Welch’s point is, “…we’re all just people who need each other. We’re all learning, and we’ve all got a long journey ahead of us. We’ve got to go together. “And I dare say that by the time we get there, all the sandwiches will be gone,  and all the chocolate will be gone, and all the water will be gone,  and all the backpacks will be empty. But no matter how long it takes, we’ve got to go together. Because that’s how it is in the Body of Christ.”

That’s a great image, isn’t it? All of us going together. It’s not easy for humans to be separated. It’s doubly hard for Christians. Just look up all the “each-others” in Scripture.

God intended people in the church to be mutually encouraged by each other’s faith (Romans 1:12); have concern for each other (1 Corinthians 12:25); serve each other (Galatians 5:13);

build each other up (1 Thessalonians 5:11); encourage each other daily (Hebrews 3:13); and show brotherly love to each other (1 Peter 1:22).

Right now we are Separation Together. Because we really do need each other, don’t we?  It’s been over a month since the day of separation together. Today would be a really good day to FaceTime, Zoom, or call someone in your church and see how they’re doing. Before you end the call, say, “I want you to know that we’re in this together.”


Pray with me:

Lord, You have made us to need each other. Instead of asking You to soften my feelings of isolation today, I’m asking that You use me to soften someone else’s feelings of isolation. Call to my mind a member of my church who might not have the same strength of relationships as I do, and use me to encourage them today. In Jesus’ name, amen!


Pastor Don

Separated Together: 40 Days

We have all been told recently by our Governor that we should maintain our social isolation at least until May 15th.  That will take us past the 40 day mark. In one sense, that’s discouraging. Forty days is a long time. In another sense, it’s encouraging. Let me tell you why.

When God was judging the earth, He made it rain for 40 days (Genesis 7:12).

When He was creating a spiritual nation out of Israel, He spent 40 days with Moses on Mt. Sinai (Exodus 24:18).

The twelve spies spent 40 days scouting the Promised Land (Numbers 13:25).

Goliath ranted for 40 days while God prepared David to defeat him (1 Samuel 17:16).

As he prepared for a transition in ministry, Elijah walked 40 days without food, to Mt. Horeb (1 Kings 19:8).

Through Jonah, God gave the people of Nineveh 40 days to repent (Jonah 3:4), and they did!

To prepare for His public ministry, Jesus spent 40 days in prayer and fasting (Matthew 4:2).

To prepare the Disciples for public ministry, Jesus spent 40 days instructing them, after His resurrection (Acts 1:3).
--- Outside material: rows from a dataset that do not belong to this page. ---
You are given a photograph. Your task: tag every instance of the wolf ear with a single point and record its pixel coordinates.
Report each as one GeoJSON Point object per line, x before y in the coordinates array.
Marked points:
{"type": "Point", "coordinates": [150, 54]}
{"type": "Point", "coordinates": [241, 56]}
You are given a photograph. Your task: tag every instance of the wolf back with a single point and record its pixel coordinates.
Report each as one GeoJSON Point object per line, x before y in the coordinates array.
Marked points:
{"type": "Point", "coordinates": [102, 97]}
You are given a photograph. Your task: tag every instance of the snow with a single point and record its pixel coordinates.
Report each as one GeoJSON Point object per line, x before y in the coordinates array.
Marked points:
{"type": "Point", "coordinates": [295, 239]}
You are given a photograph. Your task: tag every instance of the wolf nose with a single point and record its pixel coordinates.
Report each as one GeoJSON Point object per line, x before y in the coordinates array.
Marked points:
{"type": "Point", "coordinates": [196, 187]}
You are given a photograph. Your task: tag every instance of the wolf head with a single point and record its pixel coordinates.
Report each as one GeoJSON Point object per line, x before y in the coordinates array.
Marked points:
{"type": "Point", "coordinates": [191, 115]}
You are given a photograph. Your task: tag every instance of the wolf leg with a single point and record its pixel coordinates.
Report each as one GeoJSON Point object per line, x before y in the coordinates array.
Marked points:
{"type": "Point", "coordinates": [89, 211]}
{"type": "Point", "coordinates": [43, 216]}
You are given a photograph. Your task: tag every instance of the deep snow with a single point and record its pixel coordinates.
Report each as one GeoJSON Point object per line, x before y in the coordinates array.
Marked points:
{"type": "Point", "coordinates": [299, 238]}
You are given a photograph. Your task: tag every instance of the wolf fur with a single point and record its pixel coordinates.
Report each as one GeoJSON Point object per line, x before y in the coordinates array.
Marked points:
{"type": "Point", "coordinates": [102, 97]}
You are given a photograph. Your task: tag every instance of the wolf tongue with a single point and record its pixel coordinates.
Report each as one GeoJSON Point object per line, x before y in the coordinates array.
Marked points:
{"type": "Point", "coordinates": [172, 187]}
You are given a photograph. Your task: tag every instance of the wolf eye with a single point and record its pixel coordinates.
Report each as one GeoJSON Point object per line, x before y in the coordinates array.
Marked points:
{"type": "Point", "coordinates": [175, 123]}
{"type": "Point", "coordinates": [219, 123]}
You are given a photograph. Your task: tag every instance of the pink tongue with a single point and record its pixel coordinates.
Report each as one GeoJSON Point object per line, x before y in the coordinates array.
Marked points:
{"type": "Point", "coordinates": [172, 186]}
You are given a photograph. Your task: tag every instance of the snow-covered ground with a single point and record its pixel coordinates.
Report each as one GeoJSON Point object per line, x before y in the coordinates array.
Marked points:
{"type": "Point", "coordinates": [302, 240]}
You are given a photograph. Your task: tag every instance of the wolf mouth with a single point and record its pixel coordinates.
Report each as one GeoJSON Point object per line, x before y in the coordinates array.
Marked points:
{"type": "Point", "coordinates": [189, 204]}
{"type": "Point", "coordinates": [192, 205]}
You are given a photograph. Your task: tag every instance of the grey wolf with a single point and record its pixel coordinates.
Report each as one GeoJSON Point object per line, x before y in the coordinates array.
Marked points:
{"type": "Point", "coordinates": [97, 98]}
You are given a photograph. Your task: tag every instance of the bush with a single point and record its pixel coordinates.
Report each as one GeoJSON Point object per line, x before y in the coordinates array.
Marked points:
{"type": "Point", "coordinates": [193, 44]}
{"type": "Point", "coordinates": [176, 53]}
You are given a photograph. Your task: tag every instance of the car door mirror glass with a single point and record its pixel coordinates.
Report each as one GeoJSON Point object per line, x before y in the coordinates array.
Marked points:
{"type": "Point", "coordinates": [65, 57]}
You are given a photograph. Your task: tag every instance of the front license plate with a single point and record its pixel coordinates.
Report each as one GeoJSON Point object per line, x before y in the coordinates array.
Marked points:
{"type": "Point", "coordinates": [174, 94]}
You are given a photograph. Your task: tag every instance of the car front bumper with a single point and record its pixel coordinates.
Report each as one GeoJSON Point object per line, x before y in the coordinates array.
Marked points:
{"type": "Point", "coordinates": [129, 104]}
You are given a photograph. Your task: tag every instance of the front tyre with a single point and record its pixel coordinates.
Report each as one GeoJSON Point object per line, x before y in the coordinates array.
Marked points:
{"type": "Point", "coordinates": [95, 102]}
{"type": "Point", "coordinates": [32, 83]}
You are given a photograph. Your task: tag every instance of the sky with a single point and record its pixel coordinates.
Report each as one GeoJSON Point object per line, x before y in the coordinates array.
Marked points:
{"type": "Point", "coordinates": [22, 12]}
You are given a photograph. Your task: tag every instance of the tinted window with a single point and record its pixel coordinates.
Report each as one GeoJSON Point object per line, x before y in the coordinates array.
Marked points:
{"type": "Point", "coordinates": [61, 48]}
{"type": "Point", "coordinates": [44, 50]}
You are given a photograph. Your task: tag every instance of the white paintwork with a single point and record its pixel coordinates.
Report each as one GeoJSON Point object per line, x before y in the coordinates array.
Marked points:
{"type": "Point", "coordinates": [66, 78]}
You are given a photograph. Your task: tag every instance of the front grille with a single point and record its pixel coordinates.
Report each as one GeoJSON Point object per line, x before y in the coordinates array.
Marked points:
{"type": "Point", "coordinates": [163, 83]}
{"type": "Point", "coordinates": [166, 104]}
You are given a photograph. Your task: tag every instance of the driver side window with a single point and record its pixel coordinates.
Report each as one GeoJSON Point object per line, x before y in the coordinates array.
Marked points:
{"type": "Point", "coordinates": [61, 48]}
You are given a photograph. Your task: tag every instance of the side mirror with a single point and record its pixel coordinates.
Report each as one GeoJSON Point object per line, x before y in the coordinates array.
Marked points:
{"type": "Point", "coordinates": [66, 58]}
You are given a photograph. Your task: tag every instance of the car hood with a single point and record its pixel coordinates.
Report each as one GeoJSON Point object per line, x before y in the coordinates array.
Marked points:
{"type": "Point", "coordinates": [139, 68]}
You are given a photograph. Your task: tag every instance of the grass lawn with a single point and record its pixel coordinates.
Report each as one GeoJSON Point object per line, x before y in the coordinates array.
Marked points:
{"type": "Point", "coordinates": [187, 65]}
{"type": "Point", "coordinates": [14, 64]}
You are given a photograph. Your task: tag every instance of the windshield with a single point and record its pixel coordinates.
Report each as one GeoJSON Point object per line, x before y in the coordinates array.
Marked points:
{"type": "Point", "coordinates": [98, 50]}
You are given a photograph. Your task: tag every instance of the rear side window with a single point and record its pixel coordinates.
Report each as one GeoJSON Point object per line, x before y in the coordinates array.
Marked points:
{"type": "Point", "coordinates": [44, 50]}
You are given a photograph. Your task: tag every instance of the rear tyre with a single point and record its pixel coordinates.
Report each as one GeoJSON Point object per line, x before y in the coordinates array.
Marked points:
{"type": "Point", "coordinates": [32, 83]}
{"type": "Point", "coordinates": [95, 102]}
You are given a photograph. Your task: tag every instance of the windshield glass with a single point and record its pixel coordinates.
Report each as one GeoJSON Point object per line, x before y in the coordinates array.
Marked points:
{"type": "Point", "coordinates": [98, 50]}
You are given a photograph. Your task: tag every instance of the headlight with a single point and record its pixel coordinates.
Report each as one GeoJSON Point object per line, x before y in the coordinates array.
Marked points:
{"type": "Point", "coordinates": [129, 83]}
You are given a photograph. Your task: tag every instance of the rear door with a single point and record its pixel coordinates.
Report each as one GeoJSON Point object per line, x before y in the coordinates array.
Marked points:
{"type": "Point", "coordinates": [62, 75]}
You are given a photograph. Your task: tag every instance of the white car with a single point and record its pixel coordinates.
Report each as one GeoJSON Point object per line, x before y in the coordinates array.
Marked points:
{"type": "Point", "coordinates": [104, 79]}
Forty days is a spiritually significant length of time! Does God have a specific purpose in mind for our 40 days of isolation? I don’t know. What I do know is that God once used 40 days to transform the world (via the Flood). He twice used 40 days to transform nations (at Mt. Sinai and at Nineveh). And on four occasions He used 40 days to prepare people for significant new ministry (Joshua and Caleb, Elijah, Jesus, and the Disciples.)

Which leads me to believe He might be changing our world right now.He also might be changing our nation. And He definitely wants to change you and me, in preparation for significant ministry. Which is very encouraging, isn’t it? And worth praying for, wouldn’t you agree?

Moses entered the cloud as he went up the mountain, and he remained on the mountain forty days and forty nights. Exodus 24:18

After he had suffered, he also presented himself alive to them by many convincing proofs, appearing to them over a period of forty days and speaking about the kingdom of God. Acts 1:3

Pray with me:

Dear Lord, we want to remain with You like Moses during these 40 days and nights. We ask that You appear to us, alive, and by many convincing proofs, like You did for the Disciples. We pray that You will revive our world spiritually during these 40 days. And revive our nation. And revive us. Your kingdom come on earth, as it is in heaven. Make us into Joshuas, and Elijahs, and Peters, and Esthers during this time. In Jesus’ name, amen!